Sebelumnya, tim medis RSD Gunung Jati memastikan kondisi MAN dalam keadaan stabil.


Dokter Spesialis Forensik dan Medikolegal RSD Gunung Jati Cirebon, dr. Beni Ciptawan, membantah kabar yang menyebut terdapat belatung pada luka korban.


"Memang benar keluar cairan, tapi kalau ulat itu tidak. Keluar cairan itu juga memang respon tubuh kita. Jika tubuh kita terluka, memang akan mengeluarkan cairan dan itu normal adanya. Itu termasuk salah satu proses penyembuhannya," ujar dr. Beni.


Ia menjelaskan, korban datang ke RSD Gunung Jati setelah sebelumnya mendapatkan penanganan di rumah sakit lain, sehingga tim medis tidak dapat memastikan penyebab awal luka yang dialami.

Baca juga: Mulai Panen, Petani Garam di Cirebon Malah Bingung Jual Hasilnya, Harga Garam Merosot


Menurutnya, fokus utama tim dokter saat ini adalah mempercepat penyembuhan luka melalui pergantian perban secara berkala setiap dua hari sekali untuk membantu pertumbuhan jaringan kulit baru.


Dokter juga menyebut belum ada rencana tindakan operasi karena kondisi korban terus menunjukkan perbaikan.


Penanganan dilakukan secara komprehensif dengan melibatkan dokter bedah umum, bedah plastik, penyakit dalam, dokter forensik, hingga psikolog guna memastikan pemulihan fisik maupun psikis korban berjalan optimal.


Kasus dugaan kekerasan terhadap MAN sendiri menjadi perhatian publik setelah korban mengaku mengalami kekerasan fisik dan psikis yang diduga dilakukan oleh seorang anggota aktif Polres Tegal Kota berpangkat Aiptu berinisial N.

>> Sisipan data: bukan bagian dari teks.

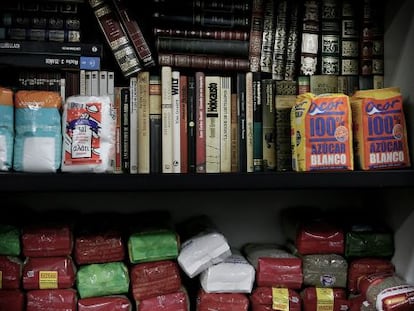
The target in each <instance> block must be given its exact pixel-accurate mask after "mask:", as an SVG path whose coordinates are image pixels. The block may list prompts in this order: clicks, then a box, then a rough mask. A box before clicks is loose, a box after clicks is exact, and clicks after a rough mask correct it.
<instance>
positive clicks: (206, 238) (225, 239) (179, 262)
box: [177, 232, 231, 278]
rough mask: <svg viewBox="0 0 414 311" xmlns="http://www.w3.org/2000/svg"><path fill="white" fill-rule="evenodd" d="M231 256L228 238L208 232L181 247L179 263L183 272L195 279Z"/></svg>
mask: <svg viewBox="0 0 414 311" xmlns="http://www.w3.org/2000/svg"><path fill="white" fill-rule="evenodd" d="M230 255H231V250H230V246H229V244H228V243H227V240H226V238H225V237H224V236H223V235H222V234H221V233H218V232H208V233H200V234H199V235H196V236H193V237H192V238H190V239H188V240H186V241H185V242H184V243H183V244H182V245H181V249H180V253H179V254H178V257H177V261H178V264H179V265H180V267H181V268H182V269H183V271H184V272H185V273H186V274H187V275H188V276H189V277H190V278H193V277H194V276H196V275H198V274H200V273H201V272H202V271H204V270H205V269H207V268H208V267H210V266H212V265H214V264H217V263H219V262H222V261H223V260H225V259H226V258H227V257H229V256H230Z"/></svg>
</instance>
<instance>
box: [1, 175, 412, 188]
mask: <svg viewBox="0 0 414 311" xmlns="http://www.w3.org/2000/svg"><path fill="white" fill-rule="evenodd" d="M410 187H414V170H411V169H410V170H387V171H352V172H269V173H242V174H239V173H237V174H236V173H229V174H159V175H153V174H149V175H147V174H137V175H131V174H94V173H87V174H84V173H48V174H45V173H15V172H13V173H11V172H4V173H0V189H1V190H0V192H39V191H43V192H51V191H56V192H58V191H64V192H68V191H70V192H75V191H79V192H83V191H95V192H101V191H105V192H123V191H129V192H135V191H184V190H198V191H201V190H223V191H228V190H295V189H353V188H357V189H379V188H410Z"/></svg>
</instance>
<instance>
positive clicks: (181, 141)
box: [180, 74, 188, 174]
mask: <svg viewBox="0 0 414 311" xmlns="http://www.w3.org/2000/svg"><path fill="white" fill-rule="evenodd" d="M180 150H181V159H180V164H181V167H180V171H181V173H184V174H185V173H188V76H187V75H185V74H180Z"/></svg>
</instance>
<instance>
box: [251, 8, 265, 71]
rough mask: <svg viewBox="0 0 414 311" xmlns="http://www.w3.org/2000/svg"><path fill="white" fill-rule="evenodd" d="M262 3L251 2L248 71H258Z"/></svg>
mask: <svg viewBox="0 0 414 311" xmlns="http://www.w3.org/2000/svg"><path fill="white" fill-rule="evenodd" d="M263 2H264V0H252V11H251V25H250V41H249V42H250V43H249V62H250V67H249V69H250V71H252V72H256V71H259V70H260V52H261V49H262V34H263V18H264V13H263V10H264V8H263Z"/></svg>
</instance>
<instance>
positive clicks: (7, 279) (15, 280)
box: [0, 255, 23, 289]
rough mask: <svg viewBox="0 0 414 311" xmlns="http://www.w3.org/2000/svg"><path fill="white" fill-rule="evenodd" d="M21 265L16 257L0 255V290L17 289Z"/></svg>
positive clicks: (17, 257)
mask: <svg viewBox="0 0 414 311" xmlns="http://www.w3.org/2000/svg"><path fill="white" fill-rule="evenodd" d="M22 269H23V263H22V261H21V260H20V259H19V258H18V257H14V256H3V255H0V289H18V288H20V280H21V278H22Z"/></svg>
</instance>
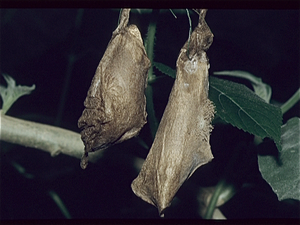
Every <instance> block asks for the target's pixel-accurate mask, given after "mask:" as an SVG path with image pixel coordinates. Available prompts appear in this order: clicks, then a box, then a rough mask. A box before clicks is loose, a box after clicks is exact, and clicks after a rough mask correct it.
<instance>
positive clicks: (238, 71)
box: [214, 70, 272, 103]
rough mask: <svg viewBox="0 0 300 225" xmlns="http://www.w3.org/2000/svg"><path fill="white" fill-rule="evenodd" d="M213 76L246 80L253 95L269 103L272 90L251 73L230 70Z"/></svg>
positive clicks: (267, 102)
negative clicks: (239, 78)
mask: <svg viewBox="0 0 300 225" xmlns="http://www.w3.org/2000/svg"><path fill="white" fill-rule="evenodd" d="M214 74H215V75H225V76H233V77H240V78H244V79H247V80H249V81H250V82H251V84H252V87H253V89H254V92H255V94H257V95H258V96H259V97H261V98H262V99H263V100H265V101H266V102H267V103H269V102H270V99H271V95H272V88H271V87H270V86H269V85H268V84H265V83H264V82H262V80H261V78H259V77H256V76H254V75H253V74H251V73H248V72H246V71H241V70H232V71H220V72H214Z"/></svg>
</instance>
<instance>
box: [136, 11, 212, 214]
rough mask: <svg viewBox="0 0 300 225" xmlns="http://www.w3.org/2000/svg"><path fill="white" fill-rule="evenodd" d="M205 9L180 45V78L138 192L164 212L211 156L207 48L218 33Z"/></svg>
mask: <svg viewBox="0 0 300 225" xmlns="http://www.w3.org/2000/svg"><path fill="white" fill-rule="evenodd" d="M205 15H206V10H201V11H200V16H199V24H198V26H197V27H196V28H195V30H194V31H193V33H192V35H191V38H190V40H188V41H187V42H186V43H185V45H184V46H183V47H182V49H181V50H180V54H179V56H178V59H177V63H176V68H177V72H176V80H175V83H174V86H173V88H172V91H171V94H170V96H169V101H168V104H167V106H166V108H165V111H164V114H163V117H162V119H161V122H160V124H159V127H158V130H157V133H156V136H155V139H154V142H153V145H152V147H151V149H150V152H149V154H148V156H147V158H146V160H145V162H144V164H143V166H142V169H141V171H140V173H139V175H138V177H137V178H136V179H135V180H134V181H133V182H132V184H131V187H132V190H133V192H134V193H135V194H136V195H137V196H139V197H140V198H142V199H143V200H144V201H146V202H148V203H150V204H152V205H154V206H156V207H157V208H158V211H159V214H160V216H163V215H164V212H163V211H164V209H166V208H167V207H168V206H170V204H171V201H172V199H173V198H174V196H175V194H176V192H177V191H178V189H179V188H180V186H181V185H182V184H183V182H184V181H185V180H187V179H188V178H189V177H190V176H191V175H192V174H193V173H194V171H195V170H196V169H197V168H198V167H200V166H201V165H204V164H206V163H208V162H209V161H211V160H212V159H213V155H212V152H211V148H210V144H209V138H210V132H211V130H212V125H211V120H212V118H213V116H214V105H213V104H212V102H211V101H210V100H209V99H208V88H209V83H208V69H209V62H208V58H207V56H206V50H207V49H208V48H209V46H210V45H211V43H212V41H213V34H212V32H211V31H210V29H209V27H208V25H207V24H206V22H205V20H204V18H205Z"/></svg>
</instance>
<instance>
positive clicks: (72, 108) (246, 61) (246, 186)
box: [0, 9, 300, 219]
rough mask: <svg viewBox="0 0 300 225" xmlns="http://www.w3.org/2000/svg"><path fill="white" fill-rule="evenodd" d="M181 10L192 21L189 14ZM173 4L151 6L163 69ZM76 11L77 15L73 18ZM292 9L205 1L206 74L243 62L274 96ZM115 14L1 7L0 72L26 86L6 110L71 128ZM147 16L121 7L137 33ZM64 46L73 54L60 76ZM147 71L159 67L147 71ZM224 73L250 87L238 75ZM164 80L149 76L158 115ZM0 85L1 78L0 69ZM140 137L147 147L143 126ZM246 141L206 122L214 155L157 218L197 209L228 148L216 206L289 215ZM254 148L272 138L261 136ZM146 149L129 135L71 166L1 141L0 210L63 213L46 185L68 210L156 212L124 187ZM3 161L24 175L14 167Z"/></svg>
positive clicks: (77, 115) (65, 55)
mask: <svg viewBox="0 0 300 225" xmlns="http://www.w3.org/2000/svg"><path fill="white" fill-rule="evenodd" d="M190 12H191V17H192V24H193V27H194V26H196V24H197V20H198V16H197V15H196V14H195V13H194V12H192V11H190ZM80 13H82V14H80ZM174 13H175V14H176V15H177V19H175V18H174V17H173V15H172V14H171V13H170V11H169V10H162V11H160V14H159V16H158V17H157V35H156V45H155V49H154V53H155V59H154V60H155V61H157V62H161V63H164V64H167V65H168V66H170V67H172V68H173V69H175V66H176V59H177V57H178V54H179V51H180V48H181V47H182V46H183V44H184V43H185V41H186V40H187V38H188V31H189V23H188V18H187V16H186V13H185V10H174ZM78 15H82V16H81V17H79V19H78V20H76V18H78ZM299 15H300V14H299V10H213V9H211V10H209V11H208V13H207V16H206V21H207V23H208V25H209V27H210V28H211V30H212V32H213V34H214V42H213V44H212V46H211V47H210V49H209V50H208V57H209V58H210V64H211V68H210V74H212V73H213V72H214V71H222V70H244V71H248V72H250V73H252V74H254V75H256V76H258V77H261V78H262V80H263V82H265V83H268V84H269V85H270V86H271V87H272V91H273V93H272V102H273V103H274V104H280V103H284V102H285V101H287V100H288V99H289V98H290V97H291V96H292V95H293V94H294V93H295V91H296V90H297V89H298V88H299V72H300V68H299V65H300V64H299V62H300V47H299V46H300V40H299V39H300V33H299V32H300V29H299V27H300V16H299ZM118 16H119V10H117V9H84V10H83V11H79V10H78V9H1V74H2V73H6V74H8V75H10V76H12V77H13V78H14V79H15V80H16V83H17V85H18V84H20V85H28V86H31V85H32V84H35V85H36V89H35V90H34V91H33V92H32V94H30V95H29V96H24V97H21V98H20V99H19V100H18V101H17V102H16V103H15V104H14V105H13V106H12V108H11V109H10V110H9V111H8V112H7V115H10V116H14V117H18V118H23V119H27V120H31V121H36V122H41V123H45V124H50V125H55V126H60V127H62V128H66V129H70V130H73V131H76V132H79V129H78V128H77V120H78V118H79V117H80V115H81V113H82V111H83V109H84V107H83V101H84V99H85V97H86V93H87V90H88V88H89V85H90V83H91V79H92V77H93V75H94V72H95V70H96V67H97V65H98V63H99V61H100V59H101V57H102V55H103V53H104V51H105V49H106V47H107V44H108V42H109V40H110V38H111V34H112V32H113V30H114V29H115V28H116V26H117V22H118ZM80 18H81V19H80ZM150 18H151V10H140V11H139V10H133V11H132V12H131V16H130V23H133V24H136V25H137V26H138V28H139V29H140V31H141V34H142V36H143V38H145V36H146V33H147V27H148V24H149V21H150ZM76 21H78V22H77V23H76ZM76 24H77V25H76ZM71 55H74V56H75V57H76V61H75V63H74V64H73V66H72V68H71V69H72V70H71V73H70V76H69V77H68V76H67V75H66V74H67V70H68V59H69V57H70V56H71ZM154 72H155V74H156V75H157V76H163V75H162V74H160V73H159V71H157V70H154ZM229 79H231V80H233V81H236V82H240V83H244V84H245V85H247V86H248V87H251V86H250V84H249V83H247V82H246V81H245V80H241V79H232V78H229ZM173 81H174V80H173V79H172V78H169V77H165V78H162V79H161V80H160V81H159V82H157V83H155V84H154V104H155V110H156V115H157V117H158V118H160V117H161V116H162V113H163V110H164V107H165V105H166V103H167V100H168V95H169V93H170V90H171V88H172V84H173ZM1 84H2V85H5V80H4V79H3V77H1ZM64 91H65V100H62V99H63V98H62V95H63V92H64ZM60 104H61V105H62V106H63V107H60ZM60 111H61V112H62V114H60ZM294 116H299V103H298V104H297V105H295V106H294V107H293V108H292V109H291V110H290V111H289V112H287V113H286V114H285V115H284V121H283V122H284V123H285V122H286V121H287V120H288V119H289V118H291V117H294ZM24 132H26V131H24ZM140 137H141V138H142V139H144V140H145V141H146V143H147V144H148V145H149V146H151V143H152V140H151V136H150V132H149V127H148V125H146V126H145V127H144V128H143V129H142V131H141V133H140ZM252 141H253V136H252V135H250V134H248V133H244V132H243V131H240V130H238V129H236V128H233V127H231V126H230V125H222V124H217V125H215V129H214V131H213V133H212V137H211V145H212V150H213V154H214V156H215V159H214V160H213V161H212V162H211V163H210V165H207V166H205V167H204V168H200V169H199V170H198V171H197V172H196V173H195V174H194V175H193V176H192V177H191V179H190V180H189V181H187V182H186V183H185V184H184V185H183V187H182V188H181V189H180V190H179V192H178V194H177V197H176V202H174V204H172V206H171V208H170V209H169V211H167V212H166V214H165V215H166V217H167V218H201V217H200V216H199V214H198V211H197V210H198V205H197V204H198V203H197V199H196V192H197V190H198V187H199V186H210V185H215V184H216V183H217V182H218V180H219V178H220V177H221V176H222V171H223V170H224V167H226V163H227V162H228V160H229V159H230V158H231V156H232V154H234V152H236V151H237V152H238V159H237V160H236V164H235V165H234V168H233V170H232V174H231V176H230V178H229V180H231V181H232V183H234V184H235V185H236V187H237V190H238V192H237V194H236V195H235V196H234V197H233V198H232V199H231V200H230V201H229V202H228V203H226V204H225V205H224V206H222V207H221V210H222V212H223V213H224V215H225V216H226V217H227V218H287V217H299V202H298V201H294V200H286V201H283V202H278V200H277V197H276V195H275V194H274V193H273V192H272V189H271V188H270V186H268V184H267V183H266V182H265V181H264V180H263V179H262V178H261V176H260V174H259V171H258V165H257V158H256V157H257V155H256V151H257V149H256V147H254V146H252ZM263 148H274V145H273V144H272V142H271V141H268V140H267V141H266V144H265V145H264V146H263ZM147 153H148V151H147V150H145V149H143V148H142V147H141V146H140V145H139V144H138V143H137V141H136V140H135V139H133V140H129V141H127V142H124V143H123V144H120V145H117V146H115V147H112V148H110V149H109V150H107V151H105V152H104V154H103V157H102V158H101V159H100V160H99V161H98V162H97V163H96V164H89V166H88V168H87V169H86V170H81V168H80V167H79V161H80V160H79V159H75V158H71V157H68V156H65V155H59V156H57V157H55V158H52V157H51V156H50V155H49V154H48V153H44V152H42V151H40V150H36V149H29V148H24V147H22V146H16V145H12V144H8V143H4V142H1V215H0V218H1V219H57V218H63V215H62V213H61V212H60V210H59V209H58V207H57V206H56V204H55V203H54V201H53V200H52V199H51V198H50V195H49V194H48V192H49V191H50V190H53V191H55V192H56V193H57V194H58V195H59V196H60V197H61V199H62V200H63V201H64V203H65V205H66V207H67V208H68V210H69V212H70V214H71V216H72V218H82V219H86V218H88V219H91V218H158V213H157V209H156V208H155V207H153V206H151V205H149V204H147V203H145V202H143V201H142V200H141V199H139V198H137V197H136V196H135V195H134V194H133V192H132V191H131V188H130V184H131V182H132V180H133V179H134V178H135V177H136V176H137V174H138V172H139V171H137V170H136V169H135V167H134V166H133V162H134V159H135V157H142V158H145V157H146V156H147ZM13 162H16V163H18V164H20V165H22V166H23V167H24V168H25V169H26V172H27V173H29V174H32V175H33V177H32V178H26V177H25V176H24V175H22V174H21V173H19V172H18V171H17V170H16V169H15V168H14V167H13V166H12V163H13ZM203 174H205V175H203Z"/></svg>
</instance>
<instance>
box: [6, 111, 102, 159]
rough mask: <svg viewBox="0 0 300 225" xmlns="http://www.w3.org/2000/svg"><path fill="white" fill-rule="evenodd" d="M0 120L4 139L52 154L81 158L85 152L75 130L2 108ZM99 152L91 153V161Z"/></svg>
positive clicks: (19, 144) (78, 137) (96, 156)
mask: <svg viewBox="0 0 300 225" xmlns="http://www.w3.org/2000/svg"><path fill="white" fill-rule="evenodd" d="M0 121H1V135H0V140H2V141H6V142H9V143H13V144H19V145H22V146H26V147H31V148H36V149H40V150H43V151H46V152H49V153H50V154H51V156H57V155H59V154H60V153H63V154H65V155H69V156H73V157H76V158H78V159H80V158H81V156H82V154H83V153H84V151H83V149H84V145H83V142H82V141H81V138H80V134H78V133H75V132H73V131H70V130H66V129H62V128H59V127H54V126H50V125H46V124H41V123H35V122H31V121H26V120H21V119H17V118H14V117H10V116H7V115H3V114H2V113H1V110H0ZM99 152H100V153H99V154H97V152H93V153H91V154H89V161H93V162H95V161H96V160H97V159H98V158H99V157H100V156H101V151H99Z"/></svg>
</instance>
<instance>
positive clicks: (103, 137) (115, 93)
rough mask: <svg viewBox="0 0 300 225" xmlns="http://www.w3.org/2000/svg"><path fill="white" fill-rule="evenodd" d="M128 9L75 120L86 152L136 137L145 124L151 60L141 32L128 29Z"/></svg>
mask: <svg viewBox="0 0 300 225" xmlns="http://www.w3.org/2000/svg"><path fill="white" fill-rule="evenodd" d="M129 12H130V9H123V10H122V13H121V18H120V23H119V25H118V27H117V29H116V30H115V31H114V32H113V35H112V38H111V40H110V42H109V44H108V46H107V48H106V51H105V53H104V55H103V57H102V59H101V61H100V63H99V65H98V67H97V70H96V73H95V75H94V77H93V80H92V83H91V86H90V88H89V90H88V93H87V97H86V99H85V101H84V106H85V109H84V111H83V113H82V116H81V117H80V118H79V120H78V127H79V128H80V129H82V131H81V139H82V141H83V142H84V145H85V150H84V151H85V153H84V155H83V157H82V160H81V167H82V168H83V169H84V168H86V166H87V163H88V152H92V151H96V150H101V149H105V148H108V147H109V146H111V145H114V144H117V143H120V142H122V141H125V140H127V139H130V138H132V137H134V136H136V135H137V134H138V133H139V131H140V130H141V128H142V127H143V126H144V124H145V123H146V117H147V113H146V98H145V95H144V91H145V88H146V85H147V72H148V69H149V68H150V60H149V59H148V57H147V55H146V51H145V48H144V45H143V41H142V37H141V34H140V31H139V30H138V28H137V27H136V26H135V25H130V26H127V24H128V20H129Z"/></svg>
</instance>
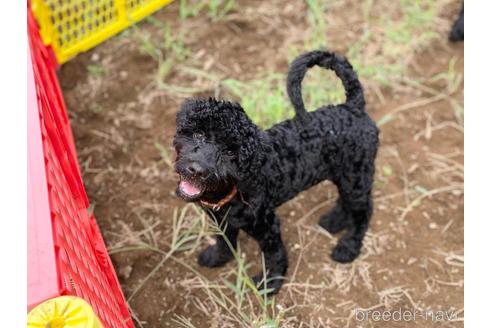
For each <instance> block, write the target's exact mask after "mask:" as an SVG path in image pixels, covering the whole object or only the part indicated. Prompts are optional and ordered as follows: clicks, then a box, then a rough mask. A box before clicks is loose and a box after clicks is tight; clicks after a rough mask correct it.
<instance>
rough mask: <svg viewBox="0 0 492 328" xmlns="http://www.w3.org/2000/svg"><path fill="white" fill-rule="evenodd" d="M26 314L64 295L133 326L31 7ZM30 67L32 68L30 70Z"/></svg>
mask: <svg viewBox="0 0 492 328" xmlns="http://www.w3.org/2000/svg"><path fill="white" fill-rule="evenodd" d="M27 23H28V34H29V45H30V50H31V52H30V56H29V58H30V59H31V62H28V80H29V81H28V131H29V133H28V193H29V195H28V310H30V309H32V308H33V307H34V306H36V305H37V304H39V303H41V302H43V301H45V300H47V299H50V298H53V297H56V296H60V295H74V296H78V297H81V298H83V299H84V300H86V301H87V302H88V303H89V304H90V305H91V306H92V308H93V310H94V311H95V313H96V314H97V316H98V317H99V319H100V320H101V322H102V323H103V324H104V326H105V327H114V328H122V327H134V326H133V322H132V320H131V316H130V314H129V312H128V308H127V305H126V302H125V299H124V295H123V293H122V291H121V287H120V285H119V283H118V279H117V277H116V274H115V271H114V268H113V266H112V263H111V260H110V258H109V255H108V252H107V250H106V246H105V244H104V241H103V238H102V235H101V233H100V231H99V228H98V226H97V224H96V221H95V218H94V216H93V215H92V214H90V213H89V212H88V207H89V201H88V198H87V195H86V192H85V188H84V184H83V181H82V178H81V174H80V169H79V166H78V161H77V153H76V150H75V145H74V142H73V138H72V131H71V128H70V122H69V120H68V116H67V112H66V109H65V105H64V102H63V97H62V93H61V91H60V87H59V84H58V80H57V77H56V72H55V67H56V66H57V63H56V61H55V60H54V56H53V54H52V52H51V50H50V49H49V48H46V47H45V46H44V45H43V43H42V42H41V39H40V36H39V31H38V26H37V24H36V22H35V20H34V18H33V15H32V13H31V11H30V8H29V7H28V17H27ZM31 65H32V66H31Z"/></svg>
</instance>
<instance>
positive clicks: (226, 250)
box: [198, 245, 234, 268]
mask: <svg viewBox="0 0 492 328" xmlns="http://www.w3.org/2000/svg"><path fill="white" fill-rule="evenodd" d="M233 257H234V256H233V255H232V252H231V251H230V250H223V249H219V247H218V246H217V245H212V246H208V247H207V248H206V249H205V250H204V251H203V252H201V253H200V254H199V255H198V264H199V265H201V266H204V267H207V268H216V267H220V266H223V265H224V264H226V263H227V262H229V261H230V260H232V258H233Z"/></svg>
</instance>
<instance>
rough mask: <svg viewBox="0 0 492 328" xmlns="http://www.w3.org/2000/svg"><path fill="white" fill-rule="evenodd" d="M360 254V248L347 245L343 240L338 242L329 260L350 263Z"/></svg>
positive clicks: (344, 262) (350, 245) (355, 258)
mask: <svg viewBox="0 0 492 328" xmlns="http://www.w3.org/2000/svg"><path fill="white" fill-rule="evenodd" d="M359 254H360V247H357V246H356V245H348V244H347V243H344V242H343V240H341V241H340V242H338V244H337V245H336V246H335V248H334V249H333V251H332V253H331V258H332V259H333V260H334V261H337V262H340V263H350V262H352V261H353V260H355V259H356V258H357V256H359Z"/></svg>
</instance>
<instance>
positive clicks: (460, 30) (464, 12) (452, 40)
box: [449, 3, 465, 42]
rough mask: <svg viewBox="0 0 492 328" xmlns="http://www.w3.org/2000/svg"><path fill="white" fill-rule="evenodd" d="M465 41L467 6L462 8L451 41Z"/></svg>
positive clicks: (451, 30) (451, 33)
mask: <svg viewBox="0 0 492 328" xmlns="http://www.w3.org/2000/svg"><path fill="white" fill-rule="evenodd" d="M464 39H465V4H464V3H463V5H462V7H461V11H460V14H459V16H458V18H457V19H456V21H455V22H454V24H453V27H452V28H451V32H450V33H449V40H450V41H452V42H458V41H463V40H464Z"/></svg>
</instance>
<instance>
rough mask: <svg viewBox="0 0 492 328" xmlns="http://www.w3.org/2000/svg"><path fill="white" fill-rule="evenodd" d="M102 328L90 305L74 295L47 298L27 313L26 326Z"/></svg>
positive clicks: (37, 326) (56, 327) (100, 323)
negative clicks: (33, 308) (73, 295)
mask: <svg viewBox="0 0 492 328" xmlns="http://www.w3.org/2000/svg"><path fill="white" fill-rule="evenodd" d="M46 327H50V328H80V327H84V328H104V327H103V325H102V324H101V321H100V320H99V318H98V317H97V316H96V314H95V313H94V311H93V310H92V308H91V306H90V305H89V304H88V303H87V302H85V301H84V300H83V299H81V298H78V297H75V296H60V297H55V298H53V299H50V300H47V301H45V302H43V303H41V304H39V305H38V306H36V307H35V308H34V309H32V310H31V311H30V312H29V314H28V315H27V328H46Z"/></svg>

Korban mengaku mengalami luka bakar serius di sejumlah bagian tubuh.


Selain itu, MAN juga menyebut pernah dipaksa memproduksi sabu, yang menurut pengakuannya menjadi awal rangkaian kekerasan yang dialami.


Saat ini terduga pelaku telah diamankan dan menjalani pemeriksaan lebih lanjut oleh penyidik. 


Meski demikian, seluruh dugaan yang disampaikan korban masih dalam proses hukum dan asas praduga tak bersalah tetap berlaku hingga adanya putusan pengadilan yang berkekuatan hukum tetap.